Here are Cinephile Corner’s 10 recommendations for horror movies like Haunt:
Thanksgiving
Eli Roth, a significant figure in gnarly genre filmmaking, takes a stab at the holiday horror subgenre with Thanksgiving, a movie that successfully balances gore, satire, and a twisted sense of humor. Roth, known for his unapologetically brutal style, delivers a horror-thriller that not only embraces the conventions of the genre but also winks at them, creating an entertaining if not entirely groundbreaking Thanksgiving slasher.
V/H/S/Halloween
V/H/S/Halloween feels like the most obvious swing this long-running Shudder anthology could take, and the holiday framing mostly works. After a few detours to specific years and even outer space, this film plants every vignette on October 31, stitching them together with a proper wraparound about The Octagon Corporation’s cursed “Diet Phantasma” soda that kills its taste testers in escalatingly nasty ways. Bryan M. Ferguson leans into splattery punch lines here, and the carnage sets the tone for a lineup that ricochets between gross-out mayhem and quieter, queasier terror.
The Strangers: Chapter 1
The Strangers: Chapter 1 is not all bad. I just really like these dirty, grimy home invasion thrillers and wish this experimented more with new scares and ideas. Perhaps it’ll age well with the releases of its subsequent chapters, but for right now, I’m rather lukewarm on the setup.
Scream 6
Despite a nearly complete turnover of legacy characters, the Scream franchise keeps on rolling – and it may be as good as any since the original hit theaters in 1996. Scream 6 gets bolder and better, and the movie builds on the best aspects of Radio Silence’s last installment of the franchise.
In a Violent Nature
In a Violent Nature didn’t blow me away, but it’s creative enough to have me intrigued with where Chris Nash will set his sights next. The movie is made specifically for the hardcore sickos out there that love to see how far a creative can go to make an audience feel queasy.
Barbarian
Zach Cregger‘s Barbarian is still refreshing and thrilling, and it’s easily one of my favorite theater experiences of 2022. Films try over and over again to use the schlocky marketing bit of audiences screaming in theaters only to be disappointing in actual terror when places in front of you – but Barbarian is genuinely jaw-dropping.
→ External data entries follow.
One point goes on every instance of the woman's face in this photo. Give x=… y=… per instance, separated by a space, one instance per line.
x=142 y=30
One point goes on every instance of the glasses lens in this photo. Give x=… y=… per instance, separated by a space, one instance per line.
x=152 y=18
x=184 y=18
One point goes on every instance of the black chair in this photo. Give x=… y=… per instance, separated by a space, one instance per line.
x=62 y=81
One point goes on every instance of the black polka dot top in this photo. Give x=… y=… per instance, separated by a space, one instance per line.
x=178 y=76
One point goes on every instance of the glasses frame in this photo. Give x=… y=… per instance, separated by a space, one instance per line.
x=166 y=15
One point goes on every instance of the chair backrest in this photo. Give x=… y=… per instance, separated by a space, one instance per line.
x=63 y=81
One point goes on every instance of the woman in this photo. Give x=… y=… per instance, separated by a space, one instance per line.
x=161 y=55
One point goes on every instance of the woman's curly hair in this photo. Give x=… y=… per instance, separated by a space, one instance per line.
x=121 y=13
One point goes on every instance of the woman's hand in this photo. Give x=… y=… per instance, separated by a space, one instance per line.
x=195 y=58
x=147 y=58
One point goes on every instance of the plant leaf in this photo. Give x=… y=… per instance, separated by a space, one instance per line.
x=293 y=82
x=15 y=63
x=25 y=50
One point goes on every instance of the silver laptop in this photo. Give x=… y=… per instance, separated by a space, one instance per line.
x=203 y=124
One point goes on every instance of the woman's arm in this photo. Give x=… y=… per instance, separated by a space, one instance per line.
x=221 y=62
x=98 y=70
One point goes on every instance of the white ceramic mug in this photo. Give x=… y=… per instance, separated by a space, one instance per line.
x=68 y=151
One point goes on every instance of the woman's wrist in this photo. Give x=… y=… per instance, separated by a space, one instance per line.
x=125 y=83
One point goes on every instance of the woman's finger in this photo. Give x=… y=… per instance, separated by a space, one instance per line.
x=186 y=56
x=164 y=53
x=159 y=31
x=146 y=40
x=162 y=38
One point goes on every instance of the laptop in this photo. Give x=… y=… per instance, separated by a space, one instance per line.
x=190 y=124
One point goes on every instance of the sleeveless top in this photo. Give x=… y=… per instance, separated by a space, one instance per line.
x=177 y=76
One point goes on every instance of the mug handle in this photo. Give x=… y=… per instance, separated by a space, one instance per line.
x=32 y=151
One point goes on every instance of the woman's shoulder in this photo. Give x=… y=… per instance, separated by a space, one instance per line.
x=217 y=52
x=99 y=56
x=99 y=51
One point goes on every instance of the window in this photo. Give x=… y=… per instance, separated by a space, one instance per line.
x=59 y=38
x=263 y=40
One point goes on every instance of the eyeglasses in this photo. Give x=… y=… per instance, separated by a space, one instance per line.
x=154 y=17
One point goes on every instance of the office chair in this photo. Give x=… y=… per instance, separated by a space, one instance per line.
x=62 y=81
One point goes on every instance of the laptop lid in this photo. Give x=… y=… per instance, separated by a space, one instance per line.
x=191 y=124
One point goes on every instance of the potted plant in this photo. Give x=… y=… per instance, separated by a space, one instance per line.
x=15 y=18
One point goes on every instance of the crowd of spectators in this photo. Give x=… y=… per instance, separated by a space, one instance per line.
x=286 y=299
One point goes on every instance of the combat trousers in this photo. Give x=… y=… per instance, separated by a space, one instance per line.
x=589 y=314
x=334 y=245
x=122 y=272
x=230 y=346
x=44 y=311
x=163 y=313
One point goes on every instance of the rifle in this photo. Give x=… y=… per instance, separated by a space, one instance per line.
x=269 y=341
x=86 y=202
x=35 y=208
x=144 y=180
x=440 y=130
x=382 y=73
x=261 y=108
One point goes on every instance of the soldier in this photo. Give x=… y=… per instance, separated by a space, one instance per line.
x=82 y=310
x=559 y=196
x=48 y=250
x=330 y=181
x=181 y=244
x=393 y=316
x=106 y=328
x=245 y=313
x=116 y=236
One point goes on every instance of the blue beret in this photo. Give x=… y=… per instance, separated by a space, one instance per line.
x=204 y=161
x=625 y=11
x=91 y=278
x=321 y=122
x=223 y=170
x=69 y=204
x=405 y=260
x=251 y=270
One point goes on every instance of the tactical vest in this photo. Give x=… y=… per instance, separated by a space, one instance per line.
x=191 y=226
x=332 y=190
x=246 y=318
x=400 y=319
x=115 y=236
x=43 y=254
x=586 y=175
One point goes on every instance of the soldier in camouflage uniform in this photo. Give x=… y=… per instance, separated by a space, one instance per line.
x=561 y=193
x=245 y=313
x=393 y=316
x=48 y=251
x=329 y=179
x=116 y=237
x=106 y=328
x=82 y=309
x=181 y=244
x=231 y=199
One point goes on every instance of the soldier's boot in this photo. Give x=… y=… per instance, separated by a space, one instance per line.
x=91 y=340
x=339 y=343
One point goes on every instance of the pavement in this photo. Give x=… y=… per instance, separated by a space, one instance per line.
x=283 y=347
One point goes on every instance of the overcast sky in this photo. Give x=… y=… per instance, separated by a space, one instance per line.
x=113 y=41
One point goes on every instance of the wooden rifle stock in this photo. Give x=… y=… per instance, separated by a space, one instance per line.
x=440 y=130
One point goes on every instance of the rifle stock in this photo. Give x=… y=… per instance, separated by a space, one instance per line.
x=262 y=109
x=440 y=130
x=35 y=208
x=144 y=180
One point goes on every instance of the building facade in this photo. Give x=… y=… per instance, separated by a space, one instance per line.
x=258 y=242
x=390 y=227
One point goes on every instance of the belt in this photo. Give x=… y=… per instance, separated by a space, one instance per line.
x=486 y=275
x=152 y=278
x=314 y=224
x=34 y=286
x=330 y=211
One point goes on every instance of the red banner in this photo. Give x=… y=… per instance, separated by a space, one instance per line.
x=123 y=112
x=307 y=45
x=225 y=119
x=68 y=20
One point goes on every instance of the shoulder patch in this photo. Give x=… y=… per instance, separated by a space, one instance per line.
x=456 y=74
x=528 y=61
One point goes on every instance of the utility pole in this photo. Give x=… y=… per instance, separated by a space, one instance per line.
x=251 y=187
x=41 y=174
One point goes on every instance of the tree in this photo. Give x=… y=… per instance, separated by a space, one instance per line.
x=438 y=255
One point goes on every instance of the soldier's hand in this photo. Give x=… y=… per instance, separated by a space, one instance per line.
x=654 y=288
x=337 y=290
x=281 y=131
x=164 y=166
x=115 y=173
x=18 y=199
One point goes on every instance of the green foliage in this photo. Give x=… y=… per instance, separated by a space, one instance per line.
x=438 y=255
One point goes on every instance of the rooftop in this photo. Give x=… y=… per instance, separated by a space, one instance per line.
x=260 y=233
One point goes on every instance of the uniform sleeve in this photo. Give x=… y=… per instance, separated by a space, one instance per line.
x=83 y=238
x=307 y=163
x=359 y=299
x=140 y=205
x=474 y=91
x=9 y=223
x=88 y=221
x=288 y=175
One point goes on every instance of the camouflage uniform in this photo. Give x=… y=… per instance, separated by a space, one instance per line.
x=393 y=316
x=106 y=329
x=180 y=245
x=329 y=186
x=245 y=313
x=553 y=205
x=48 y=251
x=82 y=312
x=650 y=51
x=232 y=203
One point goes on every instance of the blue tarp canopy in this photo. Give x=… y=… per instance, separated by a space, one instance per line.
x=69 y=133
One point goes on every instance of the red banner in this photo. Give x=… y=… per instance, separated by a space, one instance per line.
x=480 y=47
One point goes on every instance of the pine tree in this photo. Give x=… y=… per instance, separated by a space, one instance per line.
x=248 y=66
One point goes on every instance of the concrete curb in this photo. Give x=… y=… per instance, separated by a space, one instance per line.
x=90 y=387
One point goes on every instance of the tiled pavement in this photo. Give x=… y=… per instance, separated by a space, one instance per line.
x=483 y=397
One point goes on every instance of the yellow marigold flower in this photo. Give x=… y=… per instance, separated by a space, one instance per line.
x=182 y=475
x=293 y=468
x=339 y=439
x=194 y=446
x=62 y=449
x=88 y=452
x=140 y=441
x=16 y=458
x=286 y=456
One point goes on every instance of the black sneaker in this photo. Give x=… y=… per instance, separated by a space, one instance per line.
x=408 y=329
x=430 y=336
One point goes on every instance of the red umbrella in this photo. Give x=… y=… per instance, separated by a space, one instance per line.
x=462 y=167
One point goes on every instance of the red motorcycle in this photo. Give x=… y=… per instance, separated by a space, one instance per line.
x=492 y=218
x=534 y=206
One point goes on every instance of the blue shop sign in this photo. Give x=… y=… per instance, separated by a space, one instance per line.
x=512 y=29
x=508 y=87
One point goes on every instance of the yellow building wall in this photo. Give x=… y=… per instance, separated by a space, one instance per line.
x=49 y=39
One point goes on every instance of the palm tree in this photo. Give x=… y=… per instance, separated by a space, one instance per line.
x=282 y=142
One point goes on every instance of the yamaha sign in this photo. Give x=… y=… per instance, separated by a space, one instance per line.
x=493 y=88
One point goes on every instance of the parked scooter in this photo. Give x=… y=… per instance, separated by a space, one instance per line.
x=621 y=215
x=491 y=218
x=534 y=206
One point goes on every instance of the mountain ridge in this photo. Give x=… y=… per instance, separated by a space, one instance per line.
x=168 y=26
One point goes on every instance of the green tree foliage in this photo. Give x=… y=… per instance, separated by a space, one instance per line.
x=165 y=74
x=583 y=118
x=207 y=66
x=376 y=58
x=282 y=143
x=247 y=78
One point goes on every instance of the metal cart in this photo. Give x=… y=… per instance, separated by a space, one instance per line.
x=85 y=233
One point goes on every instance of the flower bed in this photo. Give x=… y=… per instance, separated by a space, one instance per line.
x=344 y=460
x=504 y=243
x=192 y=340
Winnie the Pooh: Blood and Honey 2
Blood and Honey 2 capitalizes on the infrequent highlights of the first Winnie the Pooh horror movie, and improves around the edges where the original flopped. But despite an infusion of new ideas and kills, the core premise can only go so far. A schlocky, unique time at the movies doesn’t translate into an objectively good film.
Evil Dead Rise
There aren’t many horror franchises able to reinvent themselves as often as Evil Dead does while still maintaining relevancy and quality. Maybe it’s because Sam Raimi holds his creation so close to his heart that only a select few are able to take on the premise, or maybe it’s because the premise seems simple and malleable enough to make nearly anything work. It can shoot for the downright zany and ludicrous with Evil Dead II or Army of Darkness, or it can strive to be like Lee Cronin’s newest spin Evil Dead Rise – a movie so sick and twisted that you can’t help but give it its dues by the time the credits roll.
Wolf Man
Wolf Man is another uneven entry in Universal Pictures’ long-running struggle to make their classic monster IP feel vital again. Leigh Whannell may be one of the more exciting genre filmmakers working today, but this misaligned project is more whimper than howl.
The Monkey
The Monkey is a middling but watchable entry in the 2025 horror slate. It doesn’t reach the high bar set by of Oz Perkin’s best films, nor does it fully honor the emotional undercurrents of King’s original story, but it’s never boring. If nothing else, it reaffirms Oz Perkins as a horror director worth watching—even when the material doesn’t quite land.